It is no longer news that school voucher programs lead to increasing costs, costs that swiftly balloon to suck up extraordinary piles of taxpayer dollars in state after state, threatening to bust the budget.
Public education advocates have been pointing this out in state after state, arguing that vouchers are way more costly than any of the advocates promise.
It's a legitimate point, a solid reason for states to think twice before jumping on the voucher money wagon.
Unfortunately, I can easily imagine a future in which this same argument (and perhaps the critique that voucher programs yield unspectacular results) comes back from an entirely different source. Right now we're at this early voucher policy stage:
Let's give vouchers to everyone and make choice freely available far and wide!
But further down the road, once the voucher system is firmly entrenched and the traditional public school system has been largely gutted, we may find ourselves turning a corner, and suddenly a bunch of folks will be disturbed and alarmed by the high cost of a voucher program.

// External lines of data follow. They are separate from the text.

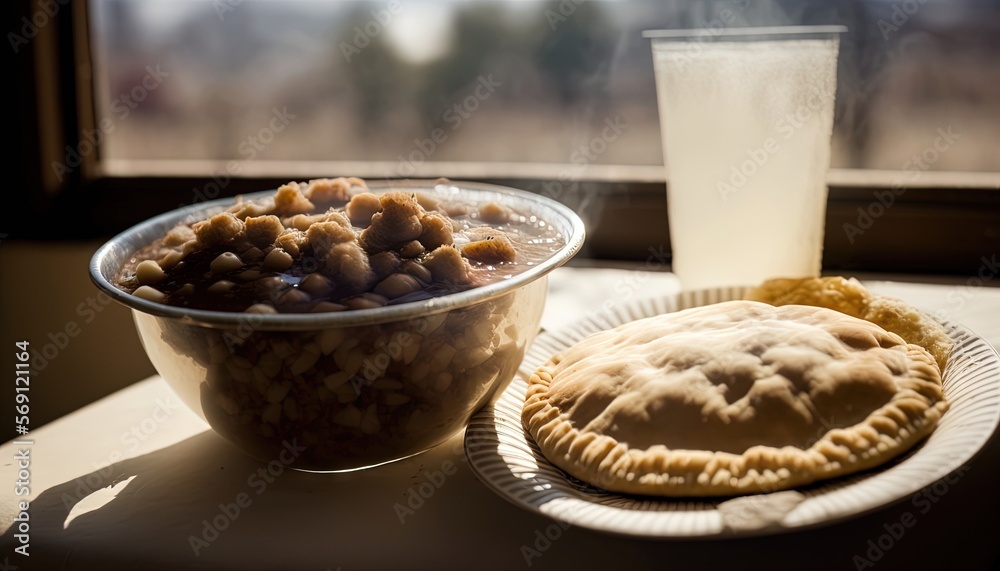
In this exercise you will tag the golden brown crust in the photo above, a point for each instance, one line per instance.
(733, 398)
(850, 297)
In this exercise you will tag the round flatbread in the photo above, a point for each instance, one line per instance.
(732, 398)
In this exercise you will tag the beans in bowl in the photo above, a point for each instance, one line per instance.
(351, 395)
(331, 245)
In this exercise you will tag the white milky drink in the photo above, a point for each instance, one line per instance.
(746, 131)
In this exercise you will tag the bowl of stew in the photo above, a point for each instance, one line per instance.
(356, 324)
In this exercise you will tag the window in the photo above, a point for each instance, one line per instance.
(502, 88)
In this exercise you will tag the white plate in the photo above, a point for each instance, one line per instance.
(507, 460)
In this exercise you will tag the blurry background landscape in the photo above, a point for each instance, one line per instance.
(564, 68)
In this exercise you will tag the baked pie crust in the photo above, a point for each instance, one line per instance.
(732, 398)
(847, 295)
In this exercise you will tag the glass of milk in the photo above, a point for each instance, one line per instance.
(746, 116)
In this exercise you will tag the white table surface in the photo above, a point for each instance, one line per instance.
(173, 473)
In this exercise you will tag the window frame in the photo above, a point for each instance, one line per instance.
(946, 222)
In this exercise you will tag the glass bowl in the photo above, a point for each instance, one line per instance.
(351, 389)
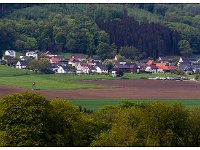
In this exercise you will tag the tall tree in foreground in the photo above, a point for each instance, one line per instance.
(26, 120)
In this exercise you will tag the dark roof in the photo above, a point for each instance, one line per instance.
(23, 62)
(64, 67)
(102, 67)
(121, 66)
(76, 56)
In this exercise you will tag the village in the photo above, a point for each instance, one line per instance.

Boy, we are spending so much on school vouchers in this state (and not even getting great results). Surely we can cut the amount we're spending per pupil on this private school entitlement.

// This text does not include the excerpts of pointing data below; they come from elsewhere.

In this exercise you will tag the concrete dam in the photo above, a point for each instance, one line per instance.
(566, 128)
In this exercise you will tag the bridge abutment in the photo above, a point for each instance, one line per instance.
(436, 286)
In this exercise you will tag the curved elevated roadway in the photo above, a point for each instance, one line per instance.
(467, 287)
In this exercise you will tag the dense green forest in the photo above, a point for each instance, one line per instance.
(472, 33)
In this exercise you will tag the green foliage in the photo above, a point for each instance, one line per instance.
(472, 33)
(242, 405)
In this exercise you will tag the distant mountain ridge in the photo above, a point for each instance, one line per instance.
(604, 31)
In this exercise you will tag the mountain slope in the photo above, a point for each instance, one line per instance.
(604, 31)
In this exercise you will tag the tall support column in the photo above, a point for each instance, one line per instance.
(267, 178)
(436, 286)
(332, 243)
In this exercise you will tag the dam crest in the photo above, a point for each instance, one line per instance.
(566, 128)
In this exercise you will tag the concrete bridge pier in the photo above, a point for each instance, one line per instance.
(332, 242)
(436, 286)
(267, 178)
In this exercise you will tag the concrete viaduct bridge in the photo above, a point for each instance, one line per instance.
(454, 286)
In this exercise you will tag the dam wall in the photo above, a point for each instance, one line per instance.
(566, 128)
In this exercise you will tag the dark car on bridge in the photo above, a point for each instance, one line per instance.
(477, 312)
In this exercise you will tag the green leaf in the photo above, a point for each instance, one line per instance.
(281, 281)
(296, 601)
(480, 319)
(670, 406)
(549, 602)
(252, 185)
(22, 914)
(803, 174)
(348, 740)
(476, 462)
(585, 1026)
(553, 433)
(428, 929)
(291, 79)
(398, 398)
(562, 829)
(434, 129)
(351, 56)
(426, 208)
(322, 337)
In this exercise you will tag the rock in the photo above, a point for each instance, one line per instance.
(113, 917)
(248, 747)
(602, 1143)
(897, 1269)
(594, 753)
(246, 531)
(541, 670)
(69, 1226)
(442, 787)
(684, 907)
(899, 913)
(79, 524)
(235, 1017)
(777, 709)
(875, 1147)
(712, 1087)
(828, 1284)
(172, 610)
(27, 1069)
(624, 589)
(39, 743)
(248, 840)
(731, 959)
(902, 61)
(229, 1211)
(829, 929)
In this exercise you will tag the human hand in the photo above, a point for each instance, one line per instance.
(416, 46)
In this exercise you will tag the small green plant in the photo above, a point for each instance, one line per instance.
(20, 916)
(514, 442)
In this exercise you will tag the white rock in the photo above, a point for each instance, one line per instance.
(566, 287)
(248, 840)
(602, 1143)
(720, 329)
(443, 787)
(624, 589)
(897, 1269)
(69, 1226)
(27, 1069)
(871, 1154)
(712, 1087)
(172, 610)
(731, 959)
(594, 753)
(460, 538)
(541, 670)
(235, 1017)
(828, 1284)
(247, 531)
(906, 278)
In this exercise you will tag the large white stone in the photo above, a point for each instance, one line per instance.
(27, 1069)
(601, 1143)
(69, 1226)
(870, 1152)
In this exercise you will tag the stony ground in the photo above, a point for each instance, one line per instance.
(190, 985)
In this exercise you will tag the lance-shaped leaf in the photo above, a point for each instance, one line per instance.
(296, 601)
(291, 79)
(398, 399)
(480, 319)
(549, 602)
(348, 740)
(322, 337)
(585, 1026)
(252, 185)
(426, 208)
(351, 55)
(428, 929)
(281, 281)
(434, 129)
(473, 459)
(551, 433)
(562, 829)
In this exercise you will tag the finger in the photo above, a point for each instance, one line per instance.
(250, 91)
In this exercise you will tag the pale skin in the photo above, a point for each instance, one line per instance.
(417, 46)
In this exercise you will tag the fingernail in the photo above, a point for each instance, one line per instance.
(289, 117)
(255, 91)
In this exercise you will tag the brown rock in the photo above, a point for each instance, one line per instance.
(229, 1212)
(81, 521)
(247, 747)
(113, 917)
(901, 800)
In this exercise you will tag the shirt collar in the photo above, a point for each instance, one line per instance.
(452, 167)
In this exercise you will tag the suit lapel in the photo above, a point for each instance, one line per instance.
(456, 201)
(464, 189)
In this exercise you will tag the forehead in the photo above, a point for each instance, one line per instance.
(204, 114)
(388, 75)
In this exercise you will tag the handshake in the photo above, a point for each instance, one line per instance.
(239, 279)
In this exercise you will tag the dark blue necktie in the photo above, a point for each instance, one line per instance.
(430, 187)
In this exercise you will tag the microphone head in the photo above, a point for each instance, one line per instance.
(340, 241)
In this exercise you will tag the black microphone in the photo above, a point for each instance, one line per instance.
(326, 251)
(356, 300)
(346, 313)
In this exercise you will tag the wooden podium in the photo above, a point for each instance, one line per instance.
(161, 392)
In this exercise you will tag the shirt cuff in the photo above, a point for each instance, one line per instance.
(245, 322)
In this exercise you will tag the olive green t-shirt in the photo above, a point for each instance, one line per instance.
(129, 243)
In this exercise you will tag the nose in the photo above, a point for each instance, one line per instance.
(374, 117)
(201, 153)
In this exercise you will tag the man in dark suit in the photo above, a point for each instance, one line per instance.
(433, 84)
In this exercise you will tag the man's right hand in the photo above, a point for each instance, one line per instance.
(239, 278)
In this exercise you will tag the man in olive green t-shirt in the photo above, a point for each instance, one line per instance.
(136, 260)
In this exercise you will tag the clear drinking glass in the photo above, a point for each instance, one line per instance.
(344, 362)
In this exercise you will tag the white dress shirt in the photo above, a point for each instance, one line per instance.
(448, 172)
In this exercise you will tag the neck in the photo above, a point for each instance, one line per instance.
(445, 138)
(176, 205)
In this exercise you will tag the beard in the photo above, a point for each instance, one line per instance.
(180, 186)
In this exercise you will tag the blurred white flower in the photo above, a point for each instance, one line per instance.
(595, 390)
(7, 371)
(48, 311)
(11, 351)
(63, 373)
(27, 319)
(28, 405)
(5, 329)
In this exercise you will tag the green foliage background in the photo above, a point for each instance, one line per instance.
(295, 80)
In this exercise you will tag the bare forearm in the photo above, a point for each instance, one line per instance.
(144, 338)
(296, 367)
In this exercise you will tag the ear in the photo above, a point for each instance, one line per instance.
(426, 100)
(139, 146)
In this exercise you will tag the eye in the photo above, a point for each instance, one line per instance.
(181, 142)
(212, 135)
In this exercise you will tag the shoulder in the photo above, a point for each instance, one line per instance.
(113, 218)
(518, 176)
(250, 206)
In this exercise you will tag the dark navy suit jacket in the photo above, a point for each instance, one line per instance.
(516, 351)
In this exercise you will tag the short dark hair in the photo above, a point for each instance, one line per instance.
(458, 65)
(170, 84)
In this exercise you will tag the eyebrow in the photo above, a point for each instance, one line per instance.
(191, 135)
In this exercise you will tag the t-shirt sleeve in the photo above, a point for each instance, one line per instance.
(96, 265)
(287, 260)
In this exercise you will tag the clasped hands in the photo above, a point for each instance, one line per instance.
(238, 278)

Maybe there will be special carve-outs for specific students, so that it's not so obvious that poorer families are being cut loose or driven into sub-prime private schools. But once the voucher system has captured a critical number of students and cut its public competition off at the knees, it could safely be squeezed.
A portion of the education choice and reform crowd has always been folks who don't want to pay to educate Those Peoples' Children. For those folks, vouchers, including the ballooning costs and the lousy results, are another way to get to that world in which everyone has to pay their own way.
Vouchers get us to the place of considering education a privately-purchased commodity instead of a public good, a service provided to and for all citizens. Once we've established that it's a privately-purchased commodity, then vouchers are just one more bit of welfare, another entitlement to be cut so that the Poors aren't a drag on the folks with resources.
So for some folks, the huge cost of voucher programs is a feature, not a bug. It's just a feature that won't be activated until the time is right.